The only documented volcanic eruption resembling those thought to characterise effusion of flood basalts was of the Icelandic Laki fissure in 1783. At 14 km3 its lava volume was minuscule compared with those of ancient flood-basalt flows, but it did have a remarkable effect on the atmosphere and climate of the Northern Hemisphere. A bluish, ground-hugging dry fog spread over much of Europe and North America. The fog caused severe chest ailments and was probably full of sulfuric acid aerosols. Such droplets also serve to increase the reflectivity of the atmosphere, thereby reducing solar heating. In fact, witnesses remarked on how dim the summer sun appeared that year, although it seems not to be particularly chilly. The climatic effects emerged the following winter with the average temperature in Paris falling by almost 5°C from the long-term average. On Iceland itself, crops failed during the eruption, but worse was to come. Both livestock and humans developed the awful bone lesions associated with fluorosis, for the basalt magma emitted hydrogen fluoride as well as SO2. Human and animal skeletons from the time show gross bone deformities, often like fibrous needles that would have grown through living flesh. Gas emissions from modern basalt flows chemically similar to those of Laki and far larger flood basalts are well documented, and the potential climate effects of continental flood basalt magmatism have been modelled repeatedly using those data.

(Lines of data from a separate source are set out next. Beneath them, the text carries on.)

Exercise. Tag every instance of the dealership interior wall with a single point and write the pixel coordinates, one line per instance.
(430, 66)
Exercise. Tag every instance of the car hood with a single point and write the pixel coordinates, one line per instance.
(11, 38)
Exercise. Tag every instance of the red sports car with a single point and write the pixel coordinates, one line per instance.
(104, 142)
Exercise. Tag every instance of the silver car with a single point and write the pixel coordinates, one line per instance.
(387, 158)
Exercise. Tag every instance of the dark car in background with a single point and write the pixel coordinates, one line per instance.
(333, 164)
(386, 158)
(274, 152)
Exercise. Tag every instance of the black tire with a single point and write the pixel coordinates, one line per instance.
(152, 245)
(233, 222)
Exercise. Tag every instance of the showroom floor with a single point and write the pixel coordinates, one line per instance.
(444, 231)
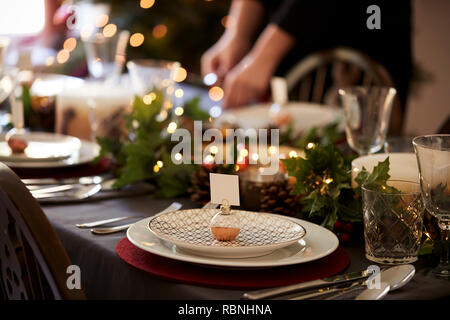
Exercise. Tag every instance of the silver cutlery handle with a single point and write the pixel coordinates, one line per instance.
(111, 229)
(64, 187)
(321, 283)
(329, 290)
(102, 222)
(173, 207)
(267, 293)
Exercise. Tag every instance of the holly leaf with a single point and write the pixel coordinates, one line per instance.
(379, 175)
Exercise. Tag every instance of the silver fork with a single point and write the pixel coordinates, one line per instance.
(173, 207)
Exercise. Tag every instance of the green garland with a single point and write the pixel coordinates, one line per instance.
(143, 153)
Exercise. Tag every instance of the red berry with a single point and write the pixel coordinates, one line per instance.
(344, 237)
(347, 227)
(337, 226)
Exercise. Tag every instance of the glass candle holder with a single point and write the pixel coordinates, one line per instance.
(393, 222)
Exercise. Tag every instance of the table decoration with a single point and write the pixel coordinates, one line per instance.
(92, 109)
(237, 279)
(143, 150)
(393, 221)
(260, 233)
(300, 116)
(39, 99)
(367, 113)
(317, 243)
(402, 165)
(433, 158)
(87, 152)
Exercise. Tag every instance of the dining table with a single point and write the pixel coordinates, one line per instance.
(104, 275)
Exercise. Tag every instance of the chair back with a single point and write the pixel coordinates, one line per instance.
(33, 262)
(318, 76)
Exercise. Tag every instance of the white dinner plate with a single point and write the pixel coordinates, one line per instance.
(260, 233)
(88, 151)
(303, 115)
(317, 243)
(42, 146)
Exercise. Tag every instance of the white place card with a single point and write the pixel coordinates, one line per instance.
(224, 187)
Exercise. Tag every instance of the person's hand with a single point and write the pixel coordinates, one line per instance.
(250, 79)
(247, 81)
(224, 55)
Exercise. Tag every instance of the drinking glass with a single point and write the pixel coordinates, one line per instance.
(4, 44)
(147, 75)
(106, 55)
(433, 158)
(393, 222)
(367, 113)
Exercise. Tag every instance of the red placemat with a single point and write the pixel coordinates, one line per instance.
(243, 279)
(87, 169)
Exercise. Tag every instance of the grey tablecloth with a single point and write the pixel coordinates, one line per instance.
(106, 276)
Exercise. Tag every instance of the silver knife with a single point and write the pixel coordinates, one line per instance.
(173, 207)
(81, 193)
(396, 277)
(326, 282)
(374, 294)
(81, 180)
(65, 187)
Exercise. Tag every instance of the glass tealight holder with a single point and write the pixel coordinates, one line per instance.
(225, 225)
(17, 139)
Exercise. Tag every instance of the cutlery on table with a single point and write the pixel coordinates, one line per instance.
(173, 207)
(374, 294)
(83, 192)
(321, 283)
(210, 205)
(47, 188)
(103, 222)
(81, 180)
(394, 277)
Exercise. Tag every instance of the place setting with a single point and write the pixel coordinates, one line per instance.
(226, 154)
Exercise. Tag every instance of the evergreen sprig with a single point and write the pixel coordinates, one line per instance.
(146, 142)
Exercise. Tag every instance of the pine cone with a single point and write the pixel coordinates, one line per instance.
(276, 197)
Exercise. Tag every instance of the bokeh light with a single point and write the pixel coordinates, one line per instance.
(171, 127)
(70, 44)
(179, 111)
(62, 56)
(109, 30)
(179, 93)
(136, 39)
(49, 61)
(180, 74)
(102, 20)
(215, 111)
(215, 93)
(159, 31)
(145, 4)
(210, 79)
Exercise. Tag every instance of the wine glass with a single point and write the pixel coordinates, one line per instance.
(433, 158)
(367, 113)
(106, 55)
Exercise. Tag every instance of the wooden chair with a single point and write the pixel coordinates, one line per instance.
(33, 262)
(317, 77)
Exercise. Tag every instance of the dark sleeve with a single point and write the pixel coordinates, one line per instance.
(303, 18)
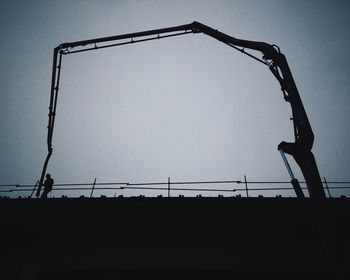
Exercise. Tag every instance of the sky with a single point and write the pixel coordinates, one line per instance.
(189, 108)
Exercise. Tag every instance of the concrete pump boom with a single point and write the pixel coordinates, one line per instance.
(272, 57)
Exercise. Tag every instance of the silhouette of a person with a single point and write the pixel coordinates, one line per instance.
(47, 185)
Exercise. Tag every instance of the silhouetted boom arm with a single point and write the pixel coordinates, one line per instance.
(272, 57)
(304, 137)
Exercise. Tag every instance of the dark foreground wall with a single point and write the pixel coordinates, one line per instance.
(174, 238)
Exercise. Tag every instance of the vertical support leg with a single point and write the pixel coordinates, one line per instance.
(294, 181)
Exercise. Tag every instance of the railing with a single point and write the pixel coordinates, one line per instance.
(240, 188)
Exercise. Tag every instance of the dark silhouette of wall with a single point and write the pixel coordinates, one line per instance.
(174, 238)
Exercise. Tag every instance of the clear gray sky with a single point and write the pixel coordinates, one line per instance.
(188, 107)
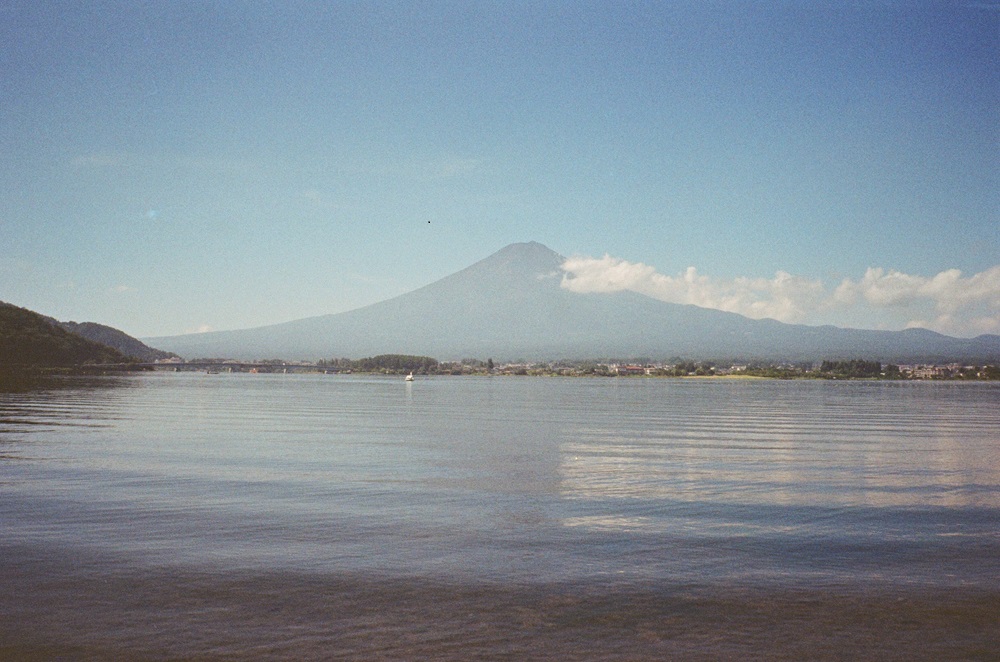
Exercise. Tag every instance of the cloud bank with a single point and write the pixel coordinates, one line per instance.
(947, 302)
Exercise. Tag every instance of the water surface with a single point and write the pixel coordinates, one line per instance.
(317, 516)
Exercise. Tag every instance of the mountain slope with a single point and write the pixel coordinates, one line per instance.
(29, 340)
(510, 305)
(115, 339)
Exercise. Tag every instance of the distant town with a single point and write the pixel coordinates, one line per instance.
(398, 364)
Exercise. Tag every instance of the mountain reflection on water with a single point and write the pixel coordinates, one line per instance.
(312, 516)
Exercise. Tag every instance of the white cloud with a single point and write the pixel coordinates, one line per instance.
(946, 302)
(203, 328)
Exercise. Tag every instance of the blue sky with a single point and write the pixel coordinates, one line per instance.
(168, 167)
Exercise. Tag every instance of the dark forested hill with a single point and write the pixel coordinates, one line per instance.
(115, 339)
(29, 340)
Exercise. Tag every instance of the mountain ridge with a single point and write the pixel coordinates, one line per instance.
(510, 305)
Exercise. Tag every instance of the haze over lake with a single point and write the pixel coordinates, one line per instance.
(314, 516)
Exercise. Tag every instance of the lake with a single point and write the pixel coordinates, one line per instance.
(236, 516)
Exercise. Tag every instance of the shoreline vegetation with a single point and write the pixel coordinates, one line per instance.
(401, 364)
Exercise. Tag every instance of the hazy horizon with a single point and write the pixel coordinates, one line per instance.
(181, 167)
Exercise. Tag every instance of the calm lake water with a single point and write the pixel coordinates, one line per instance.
(234, 516)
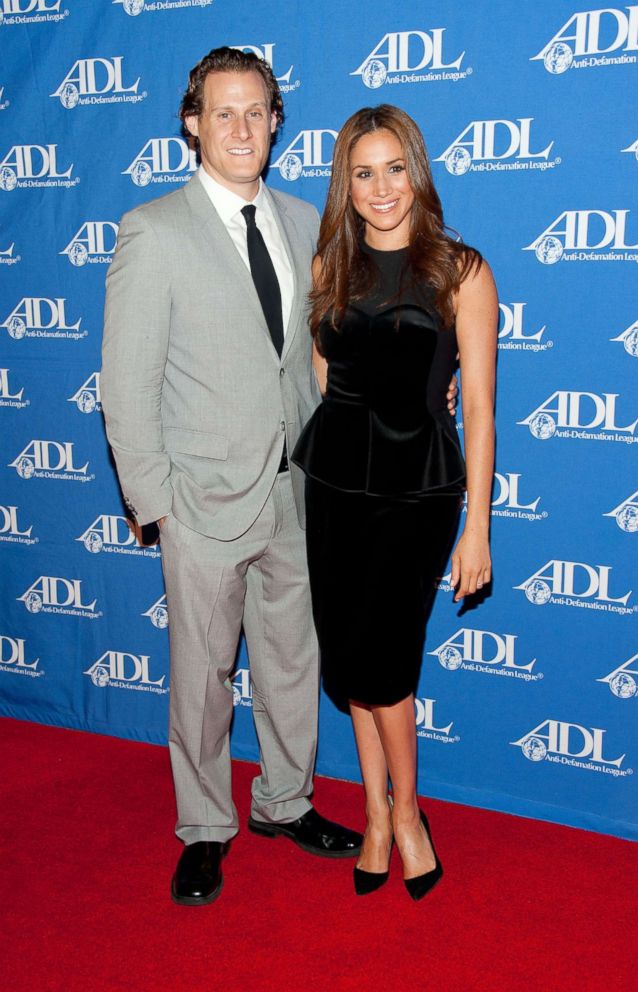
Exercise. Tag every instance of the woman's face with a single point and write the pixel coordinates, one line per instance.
(380, 189)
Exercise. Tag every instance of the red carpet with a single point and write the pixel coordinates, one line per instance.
(89, 851)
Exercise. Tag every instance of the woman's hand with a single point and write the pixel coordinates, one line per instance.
(471, 564)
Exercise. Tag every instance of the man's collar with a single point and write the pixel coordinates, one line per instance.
(226, 202)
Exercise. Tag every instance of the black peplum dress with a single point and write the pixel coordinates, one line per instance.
(385, 478)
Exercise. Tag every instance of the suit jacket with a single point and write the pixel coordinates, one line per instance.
(196, 400)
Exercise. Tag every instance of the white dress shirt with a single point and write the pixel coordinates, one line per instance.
(229, 205)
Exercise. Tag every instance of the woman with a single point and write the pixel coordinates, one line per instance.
(394, 297)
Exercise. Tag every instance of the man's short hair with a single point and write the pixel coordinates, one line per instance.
(226, 59)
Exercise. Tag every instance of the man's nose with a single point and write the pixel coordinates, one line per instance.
(242, 128)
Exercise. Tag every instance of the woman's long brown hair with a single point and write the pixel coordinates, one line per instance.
(347, 272)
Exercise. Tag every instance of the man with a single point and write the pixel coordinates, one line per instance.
(206, 384)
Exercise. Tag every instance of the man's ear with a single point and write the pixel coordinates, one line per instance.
(192, 123)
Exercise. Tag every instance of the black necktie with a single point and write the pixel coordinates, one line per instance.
(264, 278)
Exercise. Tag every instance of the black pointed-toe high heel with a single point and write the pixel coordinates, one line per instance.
(366, 882)
(420, 885)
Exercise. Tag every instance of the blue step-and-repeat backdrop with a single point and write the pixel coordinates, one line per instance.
(528, 700)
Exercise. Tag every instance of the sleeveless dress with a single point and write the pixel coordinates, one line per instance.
(385, 477)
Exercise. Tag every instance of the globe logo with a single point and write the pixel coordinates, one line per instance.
(78, 254)
(538, 592)
(374, 74)
(458, 161)
(542, 426)
(450, 658)
(558, 58)
(33, 602)
(627, 518)
(93, 542)
(623, 685)
(291, 167)
(549, 250)
(8, 179)
(100, 676)
(25, 468)
(17, 328)
(534, 749)
(631, 343)
(69, 96)
(141, 174)
(86, 402)
(159, 617)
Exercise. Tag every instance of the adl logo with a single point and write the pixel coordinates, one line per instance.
(158, 613)
(135, 7)
(594, 33)
(7, 398)
(242, 688)
(95, 81)
(621, 681)
(425, 726)
(626, 514)
(400, 55)
(266, 52)
(54, 594)
(94, 242)
(483, 651)
(162, 160)
(10, 527)
(117, 535)
(309, 155)
(569, 744)
(629, 338)
(13, 657)
(122, 670)
(39, 317)
(49, 460)
(31, 11)
(574, 583)
(580, 236)
(578, 415)
(495, 146)
(33, 166)
(87, 398)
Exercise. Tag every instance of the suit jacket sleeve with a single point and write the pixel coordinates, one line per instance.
(135, 346)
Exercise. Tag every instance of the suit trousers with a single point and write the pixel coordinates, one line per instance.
(260, 580)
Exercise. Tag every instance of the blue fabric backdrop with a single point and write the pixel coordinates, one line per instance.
(527, 702)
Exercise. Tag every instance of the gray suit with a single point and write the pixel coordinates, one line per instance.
(197, 404)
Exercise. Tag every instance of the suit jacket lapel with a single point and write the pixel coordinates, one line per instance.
(207, 221)
(288, 232)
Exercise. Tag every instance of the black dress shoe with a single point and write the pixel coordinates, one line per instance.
(198, 877)
(314, 834)
(420, 885)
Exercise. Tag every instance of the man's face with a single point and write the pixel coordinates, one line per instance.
(234, 130)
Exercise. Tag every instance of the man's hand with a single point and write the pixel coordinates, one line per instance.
(452, 393)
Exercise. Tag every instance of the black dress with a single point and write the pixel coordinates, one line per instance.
(385, 477)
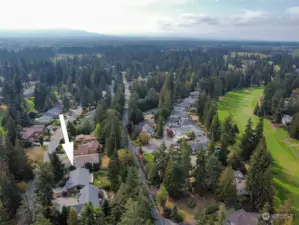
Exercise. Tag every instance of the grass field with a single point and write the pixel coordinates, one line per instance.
(101, 179)
(283, 149)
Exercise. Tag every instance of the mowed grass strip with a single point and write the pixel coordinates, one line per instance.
(240, 104)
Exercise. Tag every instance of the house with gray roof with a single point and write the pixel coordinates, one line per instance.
(241, 217)
(78, 179)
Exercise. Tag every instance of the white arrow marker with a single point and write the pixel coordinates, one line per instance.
(67, 146)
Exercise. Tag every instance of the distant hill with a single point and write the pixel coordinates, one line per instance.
(51, 33)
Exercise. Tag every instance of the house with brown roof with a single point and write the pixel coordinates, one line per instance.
(33, 132)
(87, 148)
(241, 217)
(82, 138)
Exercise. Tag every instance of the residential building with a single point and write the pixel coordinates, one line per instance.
(44, 120)
(87, 148)
(28, 92)
(241, 217)
(82, 138)
(148, 129)
(240, 183)
(78, 179)
(33, 132)
(82, 160)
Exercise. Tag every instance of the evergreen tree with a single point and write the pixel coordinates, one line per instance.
(63, 216)
(44, 188)
(113, 172)
(185, 157)
(259, 130)
(259, 178)
(215, 129)
(213, 169)
(247, 144)
(266, 210)
(210, 115)
(228, 137)
(226, 190)
(58, 167)
(73, 217)
(294, 130)
(174, 179)
(66, 103)
(221, 215)
(200, 172)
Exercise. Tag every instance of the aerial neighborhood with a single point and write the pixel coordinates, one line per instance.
(131, 131)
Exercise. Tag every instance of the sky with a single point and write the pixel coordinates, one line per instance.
(217, 19)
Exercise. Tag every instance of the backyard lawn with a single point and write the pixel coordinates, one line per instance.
(101, 179)
(148, 157)
(35, 153)
(284, 150)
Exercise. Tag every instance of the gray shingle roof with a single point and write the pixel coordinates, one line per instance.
(89, 193)
(77, 177)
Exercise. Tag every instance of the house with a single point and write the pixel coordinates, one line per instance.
(44, 120)
(28, 92)
(241, 217)
(87, 194)
(82, 160)
(87, 148)
(33, 132)
(78, 179)
(54, 112)
(286, 119)
(82, 138)
(148, 129)
(240, 183)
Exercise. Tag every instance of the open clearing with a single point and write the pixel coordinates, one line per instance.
(282, 148)
(35, 153)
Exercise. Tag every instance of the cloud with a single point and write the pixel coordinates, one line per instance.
(293, 11)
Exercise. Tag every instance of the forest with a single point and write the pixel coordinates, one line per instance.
(160, 74)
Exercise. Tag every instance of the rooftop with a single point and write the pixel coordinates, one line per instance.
(77, 177)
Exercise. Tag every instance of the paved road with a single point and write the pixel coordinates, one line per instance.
(159, 219)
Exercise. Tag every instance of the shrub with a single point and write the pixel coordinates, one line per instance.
(191, 203)
(212, 209)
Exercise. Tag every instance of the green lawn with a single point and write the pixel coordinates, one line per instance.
(101, 179)
(148, 157)
(286, 166)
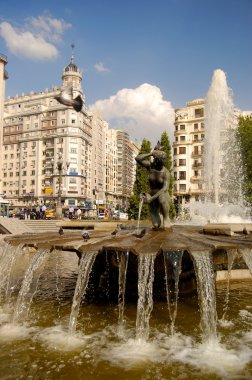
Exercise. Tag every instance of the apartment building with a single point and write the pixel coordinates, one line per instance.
(49, 149)
(41, 136)
(188, 151)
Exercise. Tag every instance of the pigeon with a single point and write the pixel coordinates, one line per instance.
(245, 231)
(117, 230)
(140, 234)
(85, 235)
(66, 98)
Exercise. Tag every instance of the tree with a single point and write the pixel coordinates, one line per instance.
(165, 143)
(141, 185)
(244, 132)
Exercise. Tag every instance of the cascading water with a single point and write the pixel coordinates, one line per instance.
(8, 257)
(247, 256)
(206, 293)
(24, 299)
(139, 213)
(172, 263)
(222, 173)
(231, 254)
(145, 295)
(85, 266)
(123, 265)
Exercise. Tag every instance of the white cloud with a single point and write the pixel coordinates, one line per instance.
(100, 67)
(36, 40)
(48, 27)
(142, 112)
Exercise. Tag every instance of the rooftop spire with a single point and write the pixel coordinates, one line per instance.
(72, 55)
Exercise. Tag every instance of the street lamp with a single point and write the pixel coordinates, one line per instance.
(60, 167)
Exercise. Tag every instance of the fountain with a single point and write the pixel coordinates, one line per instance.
(129, 305)
(223, 173)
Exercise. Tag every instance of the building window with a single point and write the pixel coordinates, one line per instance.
(182, 187)
(182, 162)
(182, 150)
(72, 180)
(182, 175)
(199, 112)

Measuring actual gas contents of the magmas that fed ancient lava flows is difficult, simply because most magma degasses before it finally crystallises. Even vesicles are devoid of pristine gas that formed them, due to later percolation of fluids. In a few extremely fresh flows some of the original magma may have been preserved as glassy blobs trapped within phenocrysts such as olivine or Ca-plagioclase that formed in magma chambers before eruption. A group from the Open University, UK has analysed sulfur and chlorine content in four such minute samples by electron probe and XRF, finding levels up to 1400 and 900 ppm respectively (Self, S. et al. 2008. Sulfur and chlorine in late Cretaceous Deccan Magmas and eruptive gas release. Science, v. 319, p. 1654-1657). The sulfur values are not unusual compared with modern basaltic glasses that have not lost their magmatic gases, though chlorine concentrations are somewhat high in the known range.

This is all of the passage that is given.